Estas pessoas sabem que o Eterno está dentro deles mesmos. Estes são nossos irmãos verdadeiros, sejam ou não rosacruzes, por que isto, aqui, não tem nenhuma importância.
Todas as formas de adoração, se sinceras, devem ser respeitadas e são legítimas.
Todas as formas de Amor valem a pena.
Todos os caminhos levam ao Deus Único.
Só existe um Deus, só existe uma mensagem.
Parte do mistério iniciático, diziam os Yogues, é que só Shiva é Guru, só Deus é nosso único e verdadeiro Mestre.Qualquer alto iniciado entenderá isto, não importa o caminho que tenha resolvido seguir.
Portanto, textos sagrados de todas as linhas, se forem realmente sagrados, trarão, de modo peculiar e diferente, uma única mensagem, que se corretamente interpretada pela sensibilidade daquele que a interroga revelar-se-á pouco original no conteúdo, embora com formas as mais variadas.
Existe uma escola única de interpretação dos Textos Sagrados?
Não há conflito verdadeiro entre as diversas linhas de religião e seus particulares textos sagrados e esotéricos, mas sim complementaridade, como se cada livro nos trouxesse uma perspectiva a mais daquilo que queremos contemplar, como na parábola dos quatro cegos e do elefante.
“Enquanto vires apenas as diferenças teu conhecimento não valerá uma rúpia.
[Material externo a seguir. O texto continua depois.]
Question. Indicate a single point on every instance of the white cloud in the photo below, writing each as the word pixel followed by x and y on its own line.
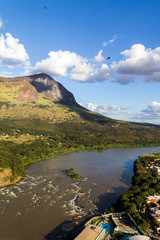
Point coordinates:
pixel 1 23
pixel 99 57
pixel 107 109
pixel 12 53
pixel 150 114
pixel 63 63
pixel 104 44
pixel 138 61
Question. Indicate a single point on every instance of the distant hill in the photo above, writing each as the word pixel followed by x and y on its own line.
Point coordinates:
pixel 27 89
pixel 39 119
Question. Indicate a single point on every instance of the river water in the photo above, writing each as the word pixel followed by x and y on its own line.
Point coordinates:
pixel 34 207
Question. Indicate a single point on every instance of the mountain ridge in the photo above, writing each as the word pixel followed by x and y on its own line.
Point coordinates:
pixel 43 84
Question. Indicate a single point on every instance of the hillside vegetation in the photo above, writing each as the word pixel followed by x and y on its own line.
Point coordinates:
pixel 33 127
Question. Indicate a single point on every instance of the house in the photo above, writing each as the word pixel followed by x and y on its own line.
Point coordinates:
pixel 91 232
pixel 157 170
pixel 140 237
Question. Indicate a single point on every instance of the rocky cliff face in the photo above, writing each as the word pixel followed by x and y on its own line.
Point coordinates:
pixel 27 89
pixel 45 84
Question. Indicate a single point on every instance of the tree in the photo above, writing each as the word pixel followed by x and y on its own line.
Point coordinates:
pixel 76 176
pixel 70 171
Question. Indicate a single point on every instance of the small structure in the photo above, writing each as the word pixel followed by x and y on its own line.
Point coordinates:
pixel 156 170
pixel 140 237
pixel 91 232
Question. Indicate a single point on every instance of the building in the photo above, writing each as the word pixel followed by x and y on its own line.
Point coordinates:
pixel 140 237
pixel 91 232
pixel 157 170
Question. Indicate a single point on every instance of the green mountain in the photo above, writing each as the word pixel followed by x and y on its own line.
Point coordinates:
pixel 40 118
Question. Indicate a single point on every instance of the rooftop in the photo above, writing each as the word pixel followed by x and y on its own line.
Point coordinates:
pixel 91 232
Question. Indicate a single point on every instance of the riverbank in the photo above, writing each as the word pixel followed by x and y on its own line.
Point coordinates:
pixel 6 177
pixel 60 151
pixel 48 205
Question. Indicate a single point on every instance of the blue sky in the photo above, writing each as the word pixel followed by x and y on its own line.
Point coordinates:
pixel 71 41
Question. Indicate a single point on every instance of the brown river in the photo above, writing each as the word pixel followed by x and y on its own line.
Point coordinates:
pixel 35 206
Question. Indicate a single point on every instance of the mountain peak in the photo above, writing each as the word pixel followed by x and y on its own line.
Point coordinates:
pixel 52 89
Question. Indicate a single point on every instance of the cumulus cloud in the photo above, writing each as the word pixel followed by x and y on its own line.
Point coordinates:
pixel 12 53
pixel 113 39
pixel 107 109
pixel 1 23
pixel 64 63
pixel 150 114
pixel 99 57
pixel 104 44
pixel 138 61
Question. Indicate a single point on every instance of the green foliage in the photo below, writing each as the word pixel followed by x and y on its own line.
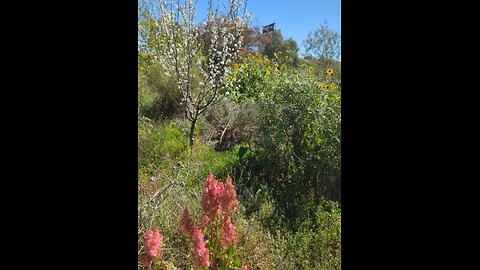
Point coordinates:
pixel 158 95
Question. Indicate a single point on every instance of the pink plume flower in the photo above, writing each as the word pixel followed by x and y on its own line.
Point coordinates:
pixel 229 200
pixel 153 242
pixel 200 251
pixel 205 221
pixel 211 196
pixel 228 234
pixel 186 225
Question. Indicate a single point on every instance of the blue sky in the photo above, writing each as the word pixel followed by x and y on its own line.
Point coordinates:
pixel 295 18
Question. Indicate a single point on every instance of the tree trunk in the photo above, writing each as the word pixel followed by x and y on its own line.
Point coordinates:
pixel 192 129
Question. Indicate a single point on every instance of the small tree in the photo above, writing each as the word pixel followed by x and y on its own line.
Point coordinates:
pixel 173 38
pixel 323 44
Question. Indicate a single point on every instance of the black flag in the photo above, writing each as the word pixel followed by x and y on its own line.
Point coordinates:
pixel 268 28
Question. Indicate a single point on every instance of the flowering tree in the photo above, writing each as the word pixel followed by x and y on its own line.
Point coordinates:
pixel 169 34
pixel 218 202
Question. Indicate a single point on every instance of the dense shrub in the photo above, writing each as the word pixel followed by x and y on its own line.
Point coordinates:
pixel 298 151
pixel 158 94
pixel 232 123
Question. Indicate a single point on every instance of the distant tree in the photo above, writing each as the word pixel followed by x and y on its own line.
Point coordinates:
pixel 273 42
pixel 169 33
pixel 324 44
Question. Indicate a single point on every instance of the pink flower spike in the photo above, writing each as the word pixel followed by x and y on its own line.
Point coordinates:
pixel 228 234
pixel 201 254
pixel 153 242
pixel 145 260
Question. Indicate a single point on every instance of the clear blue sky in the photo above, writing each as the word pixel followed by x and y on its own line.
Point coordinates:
pixel 295 18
Só começarás a aprender quando começares a ver as semelhanças”, diz um velho ditado árabe.
O espírito do iniciado não se preocupa com diferenças de linhas de pensamento.
Para interpretar bem um texto sagrado ou esotérico é preciso, isso sim, atingir determinado nível de evolução e sensibilidade que todos, sem exceção, deverão buscar, da mesma forma que podemos subir uma mesma montanha por vários lados diferentes, mas lá em cima, o topo será o mesmo e a vista que descortinaremos, será igual.
Na montanha da evolução, buscamos todos, a nossa maneira, subir o mais alto possível.
Mesmo o grupo dos racionais céticos, para um místico, está nesta escalada e são buscadores legítimos se bem que em níveis mais inferiores de percepção.
Todos nós somos buscadores do pico desta montanha, saibamos ou não.
Textos Herméticos Demais
Compreende-se que, no passado, por medo da perseguição religiosa, nós, esoteristas, ocultássemos o sentido verdadeiro de nossos textos.
Só que esconder e velar a luz tornou-se um vício.
E hoje ainda se encontra o culto do incompreensível e do esotérico como se isto fosse sublime.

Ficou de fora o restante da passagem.